Mr Caddick considered whether any exceptional circumstances applied in this case.
Delay
The Chief Master had made his order in the belief that
"there was (1) a strong likelihood that service in China on the First and Second Defendants would take over a year, (2) a real likelihood that it would take substantially more than a year due to Covid-19 and (3) a possibility that it might take more than two years."
The first and second defendants produced evidence that service could be effected in accordance with the Hague Convention in a year or less. They also offered to accept service by an alternate method if it could not be effected within 11 months. Such a delay was not exceptional in the circumstances.
Delay in receiving Payment
Mr Caddick held that the delay in receiving remuneration from the Chinese companies, while unsatisfactory, was not exceptional, that the negotiations had already lasted 6 years and that there was nothing to stop IP Bridge from pursuing Huawei's Engish company or pressing ahead with the German litigation.
Injunction
The claimant argued that delay in effecting service would diminish the benefits of a final injunction. The deputy judge thought that that might well be true but it was not an exceptional circumstance.
Holding Out
IP Bridge complained that the Chinese companies were holding out. Mr Caddick thought that he was in no position to make that finding as the parties had exchanged offers and counter-offers of settlement.
Chinese Proceedings
It was argued that the claimant's proceedings in China might result in an inconsistent judgment and an order that could fetter the jurisdiction of the English court, The learned deputy held that this was one of the normal consequences of multi-jurisdictional litigation. He noted that the claimant had already obtained an anti-suite injunction in Germany. There was no evidence that the court would make an order limiting the jurisdiction of n English court.

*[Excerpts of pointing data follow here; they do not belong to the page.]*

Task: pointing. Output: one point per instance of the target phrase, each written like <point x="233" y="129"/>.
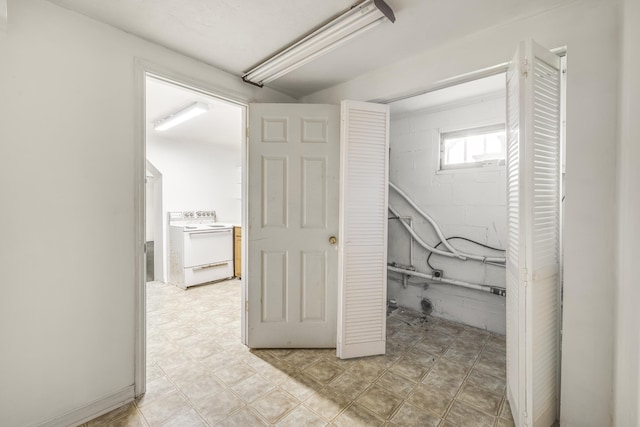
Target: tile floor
<point x="435" y="373"/>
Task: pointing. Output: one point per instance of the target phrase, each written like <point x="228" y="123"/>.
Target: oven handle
<point x="226" y="230"/>
<point x="216" y="265"/>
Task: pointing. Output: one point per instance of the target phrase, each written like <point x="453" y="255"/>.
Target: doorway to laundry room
<point x="193" y="223"/>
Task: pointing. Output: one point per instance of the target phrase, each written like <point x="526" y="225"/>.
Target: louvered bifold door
<point x="362" y="269"/>
<point x="533" y="264"/>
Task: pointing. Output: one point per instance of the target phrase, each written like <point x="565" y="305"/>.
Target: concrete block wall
<point x="466" y="202"/>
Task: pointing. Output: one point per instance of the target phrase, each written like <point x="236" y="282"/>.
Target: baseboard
<point x="93" y="409"/>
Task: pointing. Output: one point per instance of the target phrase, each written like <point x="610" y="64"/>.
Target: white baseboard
<point x="93" y="409"/>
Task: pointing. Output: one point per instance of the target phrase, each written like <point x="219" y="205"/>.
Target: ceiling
<point x="473" y="90"/>
<point x="221" y="125"/>
<point x="236" y="35"/>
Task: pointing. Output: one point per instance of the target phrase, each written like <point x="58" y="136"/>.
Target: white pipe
<point x="486" y="288"/>
<point x="426" y="216"/>
<point x="422" y="242"/>
<point x="454" y="252"/>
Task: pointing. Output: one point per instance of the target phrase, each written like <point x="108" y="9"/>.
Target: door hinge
<point x="525" y="68"/>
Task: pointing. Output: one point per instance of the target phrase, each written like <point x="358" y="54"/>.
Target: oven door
<point x="203" y="247"/>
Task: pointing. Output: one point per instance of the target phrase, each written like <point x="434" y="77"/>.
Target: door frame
<point x="142" y="69"/>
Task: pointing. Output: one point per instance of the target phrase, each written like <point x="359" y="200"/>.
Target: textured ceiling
<point x="235" y="35"/>
<point x="221" y="125"/>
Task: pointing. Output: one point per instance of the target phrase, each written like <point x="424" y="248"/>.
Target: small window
<point x="477" y="147"/>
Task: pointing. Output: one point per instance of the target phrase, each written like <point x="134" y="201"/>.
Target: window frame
<point x="478" y="130"/>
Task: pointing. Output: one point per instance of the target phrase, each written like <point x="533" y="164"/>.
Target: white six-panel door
<point x="293" y="213"/>
<point x="533" y="223"/>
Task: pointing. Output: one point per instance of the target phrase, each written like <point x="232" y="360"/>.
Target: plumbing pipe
<point x="426" y="216"/>
<point x="422" y="242"/>
<point x="456" y="253"/>
<point x="486" y="288"/>
<point x="460" y="255"/>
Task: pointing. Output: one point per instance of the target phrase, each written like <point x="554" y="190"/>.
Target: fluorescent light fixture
<point x="3" y="14"/>
<point x="358" y="19"/>
<point x="181" y="116"/>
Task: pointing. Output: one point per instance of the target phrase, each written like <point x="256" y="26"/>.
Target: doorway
<point x="195" y="166"/>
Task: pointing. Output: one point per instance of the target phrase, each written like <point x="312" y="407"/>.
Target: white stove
<point x="200" y="249"/>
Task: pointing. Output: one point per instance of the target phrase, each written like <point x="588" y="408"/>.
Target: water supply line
<point x="454" y="253"/>
<point x="422" y="242"/>
<point x="496" y="290"/>
<point x="426" y="216"/>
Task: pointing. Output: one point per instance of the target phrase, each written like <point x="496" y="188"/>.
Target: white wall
<point x="195" y="176"/>
<point x="67" y="144"/>
<point x="590" y="30"/>
<point x="149" y="204"/>
<point x="198" y="176"/>
<point x="465" y="202"/>
<point x="627" y="379"/>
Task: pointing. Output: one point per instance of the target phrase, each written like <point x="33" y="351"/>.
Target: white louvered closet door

Position of the Defendants
Mr Caddick accepted the claimant's submission that it would be undesirable to proceed against the defendants in different stages but thought that the case against the Chinese companies could be managed in such a way that those proceedings would quickly catch up with the proceedings against the English company.
There were a number of other points but these did not affect Mr Caddick did not consider them extraordinary.